Emerging local elites and foreign investors are driving a booming art scene, particularly in Nigeria, South Africa, and Kenya. Earlier this year, Angola became the first African country to win a prestigious Golden Lion at the Venice Biennale while last year Ghanaian contemporary El Anatsui's New World Map tapestry made of out flattened bottled caps sold for a record-breaking $870,500 in London.
Although Africa is still the costliest region for entrepreneurs, there is a growing wave of social entrepreneurs working to create innovative solutions to some of the many challenges that the continent faces regarding youth unemployment, education, health care, electricity shortages, etc. Representing the best of their generation, these young entrepreneurs are changing the face of Africa and inspiring the continent's largest population — its "youth bulge" — to follow suit as well.

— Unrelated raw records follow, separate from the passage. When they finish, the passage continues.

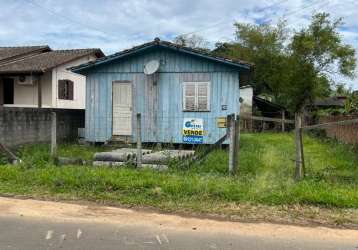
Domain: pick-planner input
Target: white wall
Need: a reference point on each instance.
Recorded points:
(79, 85)
(246, 93)
(27, 95)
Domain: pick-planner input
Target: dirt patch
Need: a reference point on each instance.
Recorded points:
(102, 214)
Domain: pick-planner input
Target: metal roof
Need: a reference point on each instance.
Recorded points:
(164, 44)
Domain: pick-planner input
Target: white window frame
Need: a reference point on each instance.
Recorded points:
(196, 97)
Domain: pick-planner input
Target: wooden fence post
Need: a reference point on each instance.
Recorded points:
(283, 121)
(232, 139)
(54, 135)
(299, 147)
(139, 141)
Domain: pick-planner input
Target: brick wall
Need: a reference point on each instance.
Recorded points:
(343, 133)
(31, 125)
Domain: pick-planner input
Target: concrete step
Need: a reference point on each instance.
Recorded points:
(120, 155)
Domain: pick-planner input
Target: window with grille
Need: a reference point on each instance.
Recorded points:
(65, 89)
(196, 96)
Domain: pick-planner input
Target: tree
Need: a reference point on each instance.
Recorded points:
(294, 70)
(192, 41)
(264, 46)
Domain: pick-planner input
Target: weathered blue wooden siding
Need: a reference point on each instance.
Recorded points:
(161, 104)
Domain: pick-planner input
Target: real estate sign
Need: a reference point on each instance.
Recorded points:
(193, 130)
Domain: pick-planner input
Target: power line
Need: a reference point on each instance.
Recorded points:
(34, 3)
(297, 10)
(225, 21)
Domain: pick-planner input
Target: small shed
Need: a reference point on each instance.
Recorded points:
(181, 93)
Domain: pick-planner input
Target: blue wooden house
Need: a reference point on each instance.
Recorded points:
(181, 94)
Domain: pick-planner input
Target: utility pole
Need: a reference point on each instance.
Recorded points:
(54, 135)
(139, 141)
(299, 146)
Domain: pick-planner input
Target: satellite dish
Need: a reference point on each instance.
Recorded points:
(151, 67)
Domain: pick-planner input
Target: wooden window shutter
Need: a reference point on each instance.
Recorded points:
(203, 96)
(70, 90)
(189, 93)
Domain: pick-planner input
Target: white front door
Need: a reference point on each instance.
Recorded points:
(122, 108)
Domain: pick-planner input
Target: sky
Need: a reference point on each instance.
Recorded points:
(114, 25)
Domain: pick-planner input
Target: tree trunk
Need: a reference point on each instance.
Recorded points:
(299, 146)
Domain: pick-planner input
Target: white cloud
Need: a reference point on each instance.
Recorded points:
(115, 25)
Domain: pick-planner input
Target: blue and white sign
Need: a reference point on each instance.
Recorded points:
(193, 130)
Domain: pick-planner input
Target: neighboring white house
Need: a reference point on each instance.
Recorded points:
(246, 96)
(39, 77)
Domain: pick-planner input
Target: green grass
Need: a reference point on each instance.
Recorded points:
(265, 177)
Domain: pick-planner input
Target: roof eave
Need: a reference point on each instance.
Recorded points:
(80, 68)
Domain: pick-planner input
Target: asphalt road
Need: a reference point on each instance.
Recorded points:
(37, 228)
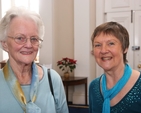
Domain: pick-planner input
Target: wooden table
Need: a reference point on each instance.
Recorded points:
(72, 81)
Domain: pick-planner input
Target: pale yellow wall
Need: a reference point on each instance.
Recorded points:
(63, 30)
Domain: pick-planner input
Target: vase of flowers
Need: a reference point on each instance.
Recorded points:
(67, 65)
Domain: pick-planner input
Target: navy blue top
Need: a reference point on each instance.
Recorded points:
(130, 103)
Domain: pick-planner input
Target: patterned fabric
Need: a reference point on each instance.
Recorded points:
(130, 103)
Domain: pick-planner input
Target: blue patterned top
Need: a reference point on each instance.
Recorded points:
(130, 103)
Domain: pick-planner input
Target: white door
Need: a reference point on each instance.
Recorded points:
(137, 40)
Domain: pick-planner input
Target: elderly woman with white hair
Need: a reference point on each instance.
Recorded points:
(24, 85)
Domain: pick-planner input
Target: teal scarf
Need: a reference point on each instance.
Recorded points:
(14, 85)
(111, 93)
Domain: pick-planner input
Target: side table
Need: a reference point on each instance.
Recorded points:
(72, 81)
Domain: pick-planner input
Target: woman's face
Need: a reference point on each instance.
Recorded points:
(24, 53)
(108, 51)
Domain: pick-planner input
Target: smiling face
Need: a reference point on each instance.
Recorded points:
(27, 52)
(108, 51)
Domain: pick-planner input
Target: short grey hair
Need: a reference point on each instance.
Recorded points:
(20, 12)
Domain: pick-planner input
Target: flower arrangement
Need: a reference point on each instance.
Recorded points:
(67, 64)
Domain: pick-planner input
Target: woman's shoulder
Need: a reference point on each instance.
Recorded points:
(95, 82)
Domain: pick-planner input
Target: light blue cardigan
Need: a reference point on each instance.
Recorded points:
(45, 100)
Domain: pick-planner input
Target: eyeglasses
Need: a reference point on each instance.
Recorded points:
(21, 39)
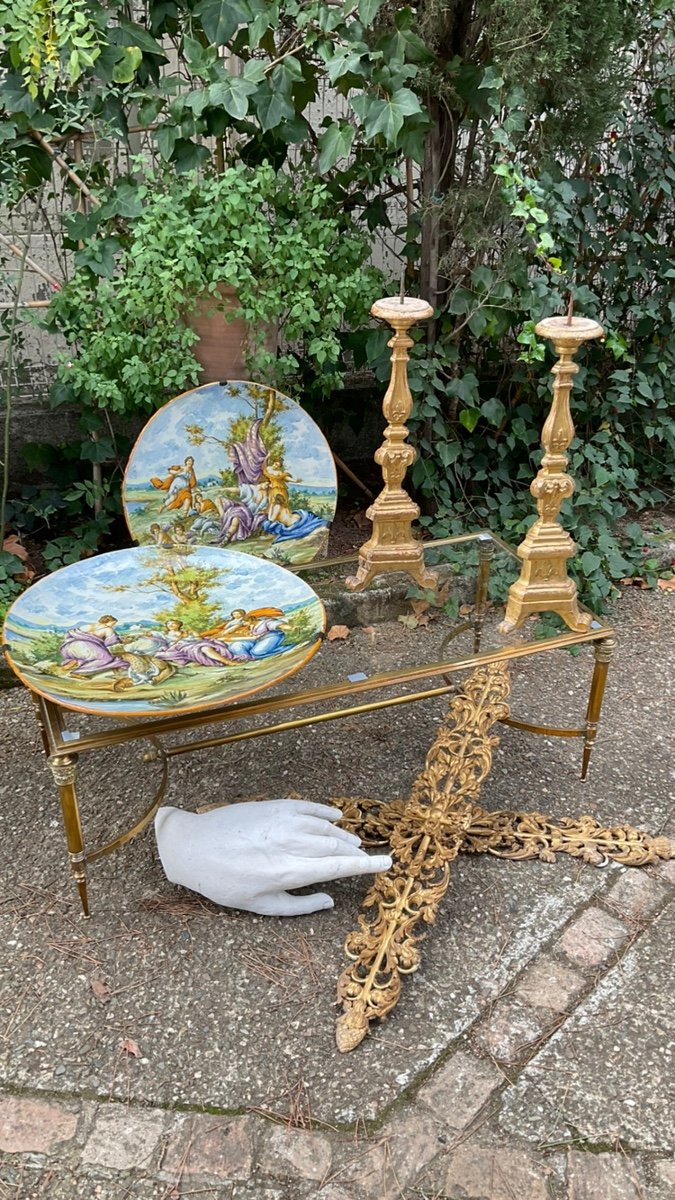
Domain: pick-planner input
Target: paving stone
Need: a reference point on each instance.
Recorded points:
(34, 1126)
(413, 1140)
(334, 1192)
(635, 895)
(287, 1151)
(550, 984)
(609, 1072)
(459, 1090)
(610, 1176)
(399, 1153)
(124, 1139)
(210, 1145)
(512, 1029)
(593, 939)
(665, 1171)
(477, 1173)
(665, 870)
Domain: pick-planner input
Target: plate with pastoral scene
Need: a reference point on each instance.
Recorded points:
(150, 633)
(232, 465)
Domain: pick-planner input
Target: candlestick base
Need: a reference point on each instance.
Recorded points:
(392, 545)
(544, 585)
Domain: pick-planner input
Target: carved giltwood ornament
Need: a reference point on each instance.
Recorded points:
(425, 833)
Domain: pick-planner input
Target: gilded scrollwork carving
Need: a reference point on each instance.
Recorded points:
(425, 833)
(424, 838)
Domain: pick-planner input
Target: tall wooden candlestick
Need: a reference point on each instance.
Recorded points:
(392, 545)
(544, 585)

There is no doubt that Africa's population of one billion people highlight some of the grimmest statistics in the world including the shortest life expectancy, some of the worst misrule, extreme poverty, low income, HIV, malaria and tuberculosis. In spite of the unyielding despair, Africans still hold on to optimism and hope for the future of their children and nations.
"If I put on my academic hat, I would have nothing to tell you to explain this," said Kayode Fayemi, the current governor of Ekiti State, Nigeria. "The only thing keeping people going is hope and optimism about the future that is unknown. The hope is the evidence of things not seen. I think that is the only way to explain optimism, because you can't base it on any analysis of our current condition."
When correspondent Lydia Polgreen travelled across sub-Saharan Africa back in 2006, she wrote, "Every single day lived here, each birth, wedding, graduation, sunrise and sunset is, in ways large and small, [is] a daily triumph of hope over experience. Hope, it seems, is Africa's most abundant harvest."